Default map settings are set in code. Modify the code and interface to provide more flexibility in your version of Terminator.

Requirements

• the apps needs a WIFI or network connection to connect to the OSM tile servers.
• you need to test the app using a real Android device (not the emulator) because the apps requires a LocationSensor and few emulators 'simulate' the gps hardware.

Issues

• An 4.2.2 Android does not display Aerial [ to 'fix this' for that version of Android only and set Map1.MapType to 2 in the configure procedure]
• An 4.2.2 Android does not like enhanced declination calculation. [Use the grayed out M calculation blocks . The enabled blocks work with all other versions of Android]
• Android 5.1 is ok with Aerial map tiles and the declination calculation that uses operating system calls.
• Android 8.1 is fine with all.
• Sometimes the map mis-displays, this unfortunately cannot be avoided as far as I can tell.

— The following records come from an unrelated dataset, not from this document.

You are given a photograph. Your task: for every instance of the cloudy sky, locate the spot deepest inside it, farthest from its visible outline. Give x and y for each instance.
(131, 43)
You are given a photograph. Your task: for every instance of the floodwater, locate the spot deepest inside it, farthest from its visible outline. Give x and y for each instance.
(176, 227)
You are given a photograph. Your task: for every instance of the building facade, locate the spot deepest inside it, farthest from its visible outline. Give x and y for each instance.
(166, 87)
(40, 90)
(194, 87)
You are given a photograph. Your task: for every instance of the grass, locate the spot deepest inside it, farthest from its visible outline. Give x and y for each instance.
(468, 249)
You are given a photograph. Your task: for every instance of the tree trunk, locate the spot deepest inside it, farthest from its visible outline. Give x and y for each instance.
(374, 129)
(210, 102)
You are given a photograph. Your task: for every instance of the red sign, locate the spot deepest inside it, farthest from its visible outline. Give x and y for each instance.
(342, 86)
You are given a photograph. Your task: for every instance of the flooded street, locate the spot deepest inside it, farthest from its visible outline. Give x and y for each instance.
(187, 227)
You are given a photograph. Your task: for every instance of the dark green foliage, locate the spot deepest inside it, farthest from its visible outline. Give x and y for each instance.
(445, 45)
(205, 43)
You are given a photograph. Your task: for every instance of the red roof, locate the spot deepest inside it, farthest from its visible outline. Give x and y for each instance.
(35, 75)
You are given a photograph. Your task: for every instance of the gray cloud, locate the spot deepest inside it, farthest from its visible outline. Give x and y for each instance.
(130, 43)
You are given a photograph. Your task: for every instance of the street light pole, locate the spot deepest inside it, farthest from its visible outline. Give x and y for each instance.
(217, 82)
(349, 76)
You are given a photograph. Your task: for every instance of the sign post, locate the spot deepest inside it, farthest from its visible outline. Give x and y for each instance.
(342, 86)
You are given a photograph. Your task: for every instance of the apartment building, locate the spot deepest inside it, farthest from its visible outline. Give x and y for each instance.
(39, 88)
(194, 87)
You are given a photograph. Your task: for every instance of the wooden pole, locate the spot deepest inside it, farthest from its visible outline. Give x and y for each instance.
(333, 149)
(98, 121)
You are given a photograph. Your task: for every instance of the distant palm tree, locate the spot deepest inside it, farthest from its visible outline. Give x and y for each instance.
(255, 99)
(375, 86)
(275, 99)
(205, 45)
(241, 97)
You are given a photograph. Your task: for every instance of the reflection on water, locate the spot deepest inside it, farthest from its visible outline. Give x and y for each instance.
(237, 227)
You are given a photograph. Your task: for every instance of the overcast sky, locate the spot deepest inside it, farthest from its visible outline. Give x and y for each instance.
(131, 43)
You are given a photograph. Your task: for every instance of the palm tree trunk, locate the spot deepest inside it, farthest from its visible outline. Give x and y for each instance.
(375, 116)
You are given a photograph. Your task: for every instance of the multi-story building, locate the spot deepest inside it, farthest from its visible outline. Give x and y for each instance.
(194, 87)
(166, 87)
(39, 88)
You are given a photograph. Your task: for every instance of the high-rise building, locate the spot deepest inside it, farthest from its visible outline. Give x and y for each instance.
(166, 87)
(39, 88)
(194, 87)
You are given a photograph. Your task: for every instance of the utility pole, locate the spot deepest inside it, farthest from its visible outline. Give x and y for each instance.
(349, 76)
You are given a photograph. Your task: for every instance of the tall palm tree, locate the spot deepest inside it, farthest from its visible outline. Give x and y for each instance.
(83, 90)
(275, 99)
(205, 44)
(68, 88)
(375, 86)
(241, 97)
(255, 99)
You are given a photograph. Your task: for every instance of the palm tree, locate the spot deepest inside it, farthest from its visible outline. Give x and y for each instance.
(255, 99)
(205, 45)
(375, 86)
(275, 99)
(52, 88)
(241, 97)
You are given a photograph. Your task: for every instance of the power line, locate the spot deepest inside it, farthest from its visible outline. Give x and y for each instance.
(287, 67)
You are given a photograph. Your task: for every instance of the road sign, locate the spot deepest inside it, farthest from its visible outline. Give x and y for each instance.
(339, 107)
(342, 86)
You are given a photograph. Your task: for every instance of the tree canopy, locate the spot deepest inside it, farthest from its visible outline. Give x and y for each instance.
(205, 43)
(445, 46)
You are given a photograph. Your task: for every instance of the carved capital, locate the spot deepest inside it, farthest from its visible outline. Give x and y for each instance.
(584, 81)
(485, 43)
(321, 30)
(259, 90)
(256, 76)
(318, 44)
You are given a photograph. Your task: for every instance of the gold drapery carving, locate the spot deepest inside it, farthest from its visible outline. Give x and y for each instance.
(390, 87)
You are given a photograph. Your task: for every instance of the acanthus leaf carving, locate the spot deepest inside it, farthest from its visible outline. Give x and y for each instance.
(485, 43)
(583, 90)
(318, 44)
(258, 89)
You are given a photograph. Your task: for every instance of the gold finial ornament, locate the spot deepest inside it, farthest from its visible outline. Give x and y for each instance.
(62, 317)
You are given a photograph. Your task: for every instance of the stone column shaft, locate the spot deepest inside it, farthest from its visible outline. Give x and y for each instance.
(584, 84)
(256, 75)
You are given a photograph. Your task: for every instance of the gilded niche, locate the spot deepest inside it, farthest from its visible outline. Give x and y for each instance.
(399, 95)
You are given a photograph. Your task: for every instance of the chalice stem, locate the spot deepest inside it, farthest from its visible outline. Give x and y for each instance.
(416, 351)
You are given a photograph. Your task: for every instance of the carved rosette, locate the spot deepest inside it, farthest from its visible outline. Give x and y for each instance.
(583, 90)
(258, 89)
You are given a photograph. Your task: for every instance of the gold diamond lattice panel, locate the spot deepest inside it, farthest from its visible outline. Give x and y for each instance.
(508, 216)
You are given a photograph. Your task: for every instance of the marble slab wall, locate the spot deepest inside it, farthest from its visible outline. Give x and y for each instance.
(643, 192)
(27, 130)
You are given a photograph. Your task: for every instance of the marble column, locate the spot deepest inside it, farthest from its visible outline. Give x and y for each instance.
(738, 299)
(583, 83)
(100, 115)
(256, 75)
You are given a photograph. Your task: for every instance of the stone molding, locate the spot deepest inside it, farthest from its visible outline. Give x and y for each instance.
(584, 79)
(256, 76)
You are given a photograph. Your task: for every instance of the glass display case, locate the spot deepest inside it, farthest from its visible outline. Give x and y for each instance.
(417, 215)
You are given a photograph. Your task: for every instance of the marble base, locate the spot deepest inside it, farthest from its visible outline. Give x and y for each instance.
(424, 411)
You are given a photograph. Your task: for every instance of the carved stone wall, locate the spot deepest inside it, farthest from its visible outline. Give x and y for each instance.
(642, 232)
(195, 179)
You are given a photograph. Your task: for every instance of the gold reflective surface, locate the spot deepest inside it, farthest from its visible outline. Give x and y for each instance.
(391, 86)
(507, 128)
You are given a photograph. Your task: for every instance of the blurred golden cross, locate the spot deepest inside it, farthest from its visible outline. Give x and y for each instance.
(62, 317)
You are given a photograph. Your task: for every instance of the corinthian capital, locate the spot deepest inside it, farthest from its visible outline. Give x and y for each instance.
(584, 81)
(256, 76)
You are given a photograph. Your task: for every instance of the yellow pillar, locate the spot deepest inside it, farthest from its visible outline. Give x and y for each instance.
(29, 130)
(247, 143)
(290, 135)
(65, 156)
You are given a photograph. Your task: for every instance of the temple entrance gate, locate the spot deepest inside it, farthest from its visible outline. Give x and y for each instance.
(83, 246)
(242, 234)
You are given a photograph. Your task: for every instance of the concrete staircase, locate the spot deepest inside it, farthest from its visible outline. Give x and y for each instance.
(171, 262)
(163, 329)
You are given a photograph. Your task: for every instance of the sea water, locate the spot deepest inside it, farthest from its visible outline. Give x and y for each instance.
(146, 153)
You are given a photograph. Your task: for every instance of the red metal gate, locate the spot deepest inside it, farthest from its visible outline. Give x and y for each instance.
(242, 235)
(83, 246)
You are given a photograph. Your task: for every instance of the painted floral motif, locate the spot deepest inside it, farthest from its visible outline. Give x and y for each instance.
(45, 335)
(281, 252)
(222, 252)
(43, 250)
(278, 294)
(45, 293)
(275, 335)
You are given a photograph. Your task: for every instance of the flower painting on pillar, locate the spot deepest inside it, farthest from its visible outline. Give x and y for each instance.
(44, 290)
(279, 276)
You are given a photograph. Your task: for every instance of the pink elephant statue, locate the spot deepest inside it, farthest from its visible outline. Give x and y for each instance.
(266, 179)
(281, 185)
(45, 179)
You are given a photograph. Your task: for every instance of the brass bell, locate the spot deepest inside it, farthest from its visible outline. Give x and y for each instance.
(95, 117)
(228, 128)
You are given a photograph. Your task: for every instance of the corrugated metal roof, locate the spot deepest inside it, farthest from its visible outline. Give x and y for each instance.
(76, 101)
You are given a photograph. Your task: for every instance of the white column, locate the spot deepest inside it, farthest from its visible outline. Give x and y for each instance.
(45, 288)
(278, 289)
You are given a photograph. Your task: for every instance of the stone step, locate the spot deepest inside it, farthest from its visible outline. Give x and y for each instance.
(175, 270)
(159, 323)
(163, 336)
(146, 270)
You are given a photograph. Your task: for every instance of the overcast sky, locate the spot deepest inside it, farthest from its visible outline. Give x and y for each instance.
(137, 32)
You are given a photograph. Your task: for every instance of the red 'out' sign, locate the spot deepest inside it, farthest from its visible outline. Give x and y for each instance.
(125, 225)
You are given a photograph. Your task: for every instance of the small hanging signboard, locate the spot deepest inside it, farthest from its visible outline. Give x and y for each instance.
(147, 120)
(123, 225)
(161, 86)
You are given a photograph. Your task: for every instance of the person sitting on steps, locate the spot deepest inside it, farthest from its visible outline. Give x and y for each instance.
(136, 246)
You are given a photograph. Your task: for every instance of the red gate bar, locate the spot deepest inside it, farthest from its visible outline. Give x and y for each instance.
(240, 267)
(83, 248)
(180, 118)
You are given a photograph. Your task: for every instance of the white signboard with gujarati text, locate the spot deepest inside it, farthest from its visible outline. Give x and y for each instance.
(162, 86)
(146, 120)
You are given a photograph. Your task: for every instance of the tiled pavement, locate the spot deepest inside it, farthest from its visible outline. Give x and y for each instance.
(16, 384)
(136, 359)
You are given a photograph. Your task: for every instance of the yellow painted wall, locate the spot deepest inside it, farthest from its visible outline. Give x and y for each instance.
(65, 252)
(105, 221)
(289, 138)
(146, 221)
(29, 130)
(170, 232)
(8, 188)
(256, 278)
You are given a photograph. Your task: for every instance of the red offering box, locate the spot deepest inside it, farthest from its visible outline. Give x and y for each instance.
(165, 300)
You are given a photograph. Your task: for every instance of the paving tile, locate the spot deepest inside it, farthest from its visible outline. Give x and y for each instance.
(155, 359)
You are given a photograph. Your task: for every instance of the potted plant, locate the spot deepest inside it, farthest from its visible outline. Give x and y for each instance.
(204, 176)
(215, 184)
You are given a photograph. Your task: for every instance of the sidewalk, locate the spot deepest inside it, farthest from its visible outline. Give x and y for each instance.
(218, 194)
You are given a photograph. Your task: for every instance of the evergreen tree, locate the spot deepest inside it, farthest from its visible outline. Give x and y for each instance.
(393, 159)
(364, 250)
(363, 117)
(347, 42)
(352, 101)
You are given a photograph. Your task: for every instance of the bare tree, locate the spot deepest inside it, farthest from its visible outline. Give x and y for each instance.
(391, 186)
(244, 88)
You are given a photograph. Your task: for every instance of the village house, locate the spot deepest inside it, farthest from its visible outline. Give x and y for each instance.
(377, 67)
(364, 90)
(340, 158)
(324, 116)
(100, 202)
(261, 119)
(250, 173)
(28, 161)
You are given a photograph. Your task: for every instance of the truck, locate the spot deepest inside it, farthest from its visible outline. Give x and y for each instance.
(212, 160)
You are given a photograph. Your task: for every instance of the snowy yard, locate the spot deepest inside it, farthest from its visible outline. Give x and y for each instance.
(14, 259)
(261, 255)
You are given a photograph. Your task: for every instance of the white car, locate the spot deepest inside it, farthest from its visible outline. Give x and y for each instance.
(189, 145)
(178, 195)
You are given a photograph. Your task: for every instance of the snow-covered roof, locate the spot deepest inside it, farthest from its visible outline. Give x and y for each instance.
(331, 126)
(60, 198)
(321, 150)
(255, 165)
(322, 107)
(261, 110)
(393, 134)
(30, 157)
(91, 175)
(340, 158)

The Terminator code was tested on Android 4.2.2 and 5.1 cell phones and an 8.1 tablet.

To Do
A javascript version might execute faster and handle the equations better.
A math extension might simplify the code.

Note that the Terminator - Solar Calculator is intended for recreational use only. The Terminator app uses mathematical approximations. Terminator can only provide approximate sunrise and sunset data.

All the Blocks

TerminatorMapDisplayFinal.aia (23.3 KB)

Best regards,
SteveJG

15 Likes

Massive

3 Likes

Thanks @SteveJG. This app makes me realize how lucky i was to pay attention in trig class... Thanks! It is so cool!

Thank you very much @SteveJG

Wow!!! Great learning

Is there an iOS app for this?

Welcome Michael.

The aia that is part of the tutorial (TerminatorMapDisplayFinal.aia) works on Androids. The aia probably also works with App Inventor for ios. You should be able to compile it for ios and it may/probably will work OK Let us know what you discover. I do not have an ios device so I personally do not know how the code will perform on an ios.